L'armée légaliste face au terrorisme

A l'heure où le rôle de l'armée pendant la guerre d'Algérie, est sans cesse dénigré et caricaturé. Lorsque l'on entend parler que de tortures et d'actions illégales systématiques, ce témoignage peut faire réfléchir sur les accusations outrancières et intentionnellement exagérées.

 

Extrait des souvenirs du Général Cherrière, commandant en chef des forces militaires en Algérie au moment de l'insurrection.


"La police, sur qui repose la possibilité de détruire ou de neutraliser l'organisation territoriale de I'adversaire et d'exploiter dans les zones en rébellion ouverte les opérations militaires, ont des effectifs proportionnellement inférieurs à ceux de la métropole, sont limitées dans le recrutement du personnel musulman par une application trop stricte des dispositions du statut de 1947, enfin sont entravées dans leur action par le rappel fréquent des garanties que la législation métropolitaine accorde à tout suspect ou accusé.

En dépit des excellentes liaisons et de la parfaite collaboration réalisées avec I'armée, les résultats ne peuvent pas être toujours à la mesure des efforts fournis.
De son côté, I'action judiciaire, lente par principe, ce qui est un grave inconvénient en terre d'Islam, est contrainte de respecter la forme par les recours légaux et les arguties des accusés contre lesquels on ne peut plus produire aucun témoignage de coreligionnaires et de leurs avocats bientôt envoyés de la métropole. Elle aussi est ligotée par une application obligatoire des dispositions légales. Dans ce domaine, les résultats se révèlent non plus insuffisants, mais néfastes pour notre autorité, comme pour le moral des troupes.

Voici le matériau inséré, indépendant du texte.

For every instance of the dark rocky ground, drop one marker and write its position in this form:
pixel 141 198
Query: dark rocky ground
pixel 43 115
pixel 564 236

Bien que I'armée n'ait pas obtenu I'autorisation d'agir vite et fort sur les deux douars des Aurès à l'origine de la rébellion, quoique l'emploi des armes de l'aviation ait été limité, novembre et décembre 1954 voient nos troupes, renforcées progressivement par la métropole, réoccuper militairement les Aurès, puis la Grande Kabylie, après avoir détruit quelques bandes et dispersé ou fait se terrer les autres.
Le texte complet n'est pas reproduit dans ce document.